My point is simply that the whole battle over the west would have looked very different, and would possibly have had far more players than it did.
If neither of the new American nations had purchased Louisiana from France, for example, how would expansion have worked? Would both simply have begun to spread over French territory? Would one have sided with the French in order to gain an advantage over the other? If the French refused to sell, then the Americans (one or both nations) might have ended up with Louisiana anyway, but it would have been a longer and slower and more conflict-ridden process, which would, in turn, have shaped relationships in the continent as a whole.
What role would Britain have played, not just in the Oregon Territory, but in the more general disputes?

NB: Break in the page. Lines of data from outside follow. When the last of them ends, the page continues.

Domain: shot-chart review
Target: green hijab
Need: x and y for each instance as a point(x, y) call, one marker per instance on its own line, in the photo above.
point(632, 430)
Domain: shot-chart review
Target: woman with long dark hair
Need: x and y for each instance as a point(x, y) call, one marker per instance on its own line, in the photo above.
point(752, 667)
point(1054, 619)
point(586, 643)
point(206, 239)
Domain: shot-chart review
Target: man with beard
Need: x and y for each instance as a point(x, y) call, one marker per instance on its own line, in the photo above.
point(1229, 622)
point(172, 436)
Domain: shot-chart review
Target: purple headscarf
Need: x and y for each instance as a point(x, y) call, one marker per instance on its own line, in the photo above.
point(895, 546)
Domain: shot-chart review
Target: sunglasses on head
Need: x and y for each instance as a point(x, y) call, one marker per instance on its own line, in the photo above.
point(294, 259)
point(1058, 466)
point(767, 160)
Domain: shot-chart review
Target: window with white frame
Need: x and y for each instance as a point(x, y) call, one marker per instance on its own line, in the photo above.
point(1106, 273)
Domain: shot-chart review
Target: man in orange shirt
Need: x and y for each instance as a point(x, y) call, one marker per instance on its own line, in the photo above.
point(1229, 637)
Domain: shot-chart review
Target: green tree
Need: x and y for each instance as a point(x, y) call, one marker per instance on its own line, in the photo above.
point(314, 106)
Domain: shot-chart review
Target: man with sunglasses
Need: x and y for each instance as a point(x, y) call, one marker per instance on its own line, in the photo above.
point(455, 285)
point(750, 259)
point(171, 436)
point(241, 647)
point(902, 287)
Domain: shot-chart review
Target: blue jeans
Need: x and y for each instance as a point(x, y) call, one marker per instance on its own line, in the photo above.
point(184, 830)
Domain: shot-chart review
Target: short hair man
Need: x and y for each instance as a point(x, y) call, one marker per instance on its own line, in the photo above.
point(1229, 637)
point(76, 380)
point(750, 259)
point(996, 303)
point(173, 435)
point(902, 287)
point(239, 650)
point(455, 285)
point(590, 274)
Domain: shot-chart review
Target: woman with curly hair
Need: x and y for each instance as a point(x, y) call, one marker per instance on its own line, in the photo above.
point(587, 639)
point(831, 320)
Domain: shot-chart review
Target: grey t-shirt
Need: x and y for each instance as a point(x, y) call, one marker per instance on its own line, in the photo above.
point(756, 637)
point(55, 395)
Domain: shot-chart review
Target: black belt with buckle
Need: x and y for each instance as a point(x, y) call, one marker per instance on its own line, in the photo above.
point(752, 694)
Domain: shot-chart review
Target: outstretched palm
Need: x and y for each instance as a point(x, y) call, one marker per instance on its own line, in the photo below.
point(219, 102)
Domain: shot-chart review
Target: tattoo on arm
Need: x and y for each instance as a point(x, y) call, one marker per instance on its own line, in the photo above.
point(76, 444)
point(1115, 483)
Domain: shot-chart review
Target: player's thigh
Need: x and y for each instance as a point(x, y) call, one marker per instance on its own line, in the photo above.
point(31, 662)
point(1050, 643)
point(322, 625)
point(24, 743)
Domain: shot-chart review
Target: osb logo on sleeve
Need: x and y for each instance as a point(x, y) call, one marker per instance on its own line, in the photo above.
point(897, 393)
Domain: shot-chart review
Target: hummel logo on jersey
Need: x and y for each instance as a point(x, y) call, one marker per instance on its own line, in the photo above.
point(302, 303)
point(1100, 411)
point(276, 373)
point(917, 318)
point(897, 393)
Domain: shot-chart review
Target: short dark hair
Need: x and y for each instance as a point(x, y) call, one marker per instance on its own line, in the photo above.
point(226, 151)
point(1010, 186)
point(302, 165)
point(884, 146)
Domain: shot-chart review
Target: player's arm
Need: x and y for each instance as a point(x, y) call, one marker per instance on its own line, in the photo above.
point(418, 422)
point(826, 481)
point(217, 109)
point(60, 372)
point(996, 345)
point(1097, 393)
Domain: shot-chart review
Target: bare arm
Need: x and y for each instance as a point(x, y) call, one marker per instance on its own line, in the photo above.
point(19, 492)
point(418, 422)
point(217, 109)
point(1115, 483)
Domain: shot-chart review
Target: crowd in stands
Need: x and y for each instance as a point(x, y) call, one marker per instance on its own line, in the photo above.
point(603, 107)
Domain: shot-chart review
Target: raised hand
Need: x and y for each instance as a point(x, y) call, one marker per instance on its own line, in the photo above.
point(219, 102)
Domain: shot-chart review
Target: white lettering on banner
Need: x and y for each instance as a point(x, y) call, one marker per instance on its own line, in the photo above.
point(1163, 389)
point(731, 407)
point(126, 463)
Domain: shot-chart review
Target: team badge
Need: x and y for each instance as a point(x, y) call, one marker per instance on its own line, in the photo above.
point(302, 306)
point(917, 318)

They didn’t actually try to keep them out. Empresarios like Austin were actually invited in, given land, and authorized to bring settlers, partly in an attempt to act as a sort of buffer against unchecked American immigration. The battle over Texas occurred not because Americans came in uninvited, but because the Americans who were invited in refused to comply with the conditions and expectations of the Mexican government. They refused to convert to Catholicism, they didn’t learn Spanish, many of them held Mexicans in contempt, and they brought slaves while, in some cases, presenting bogus indenture contracts in order to claim that they weren’t slaves at all.
Again, that’s entirely possible. I have not made the argument that what happened was the worst possible outcome. I’m not even arguing in terms of “worst” or “better” or “best” here, because i think that’s also a rather problematic way to try to understand and evaluate historical change. Worst for whom? Better for whom? Best for whom?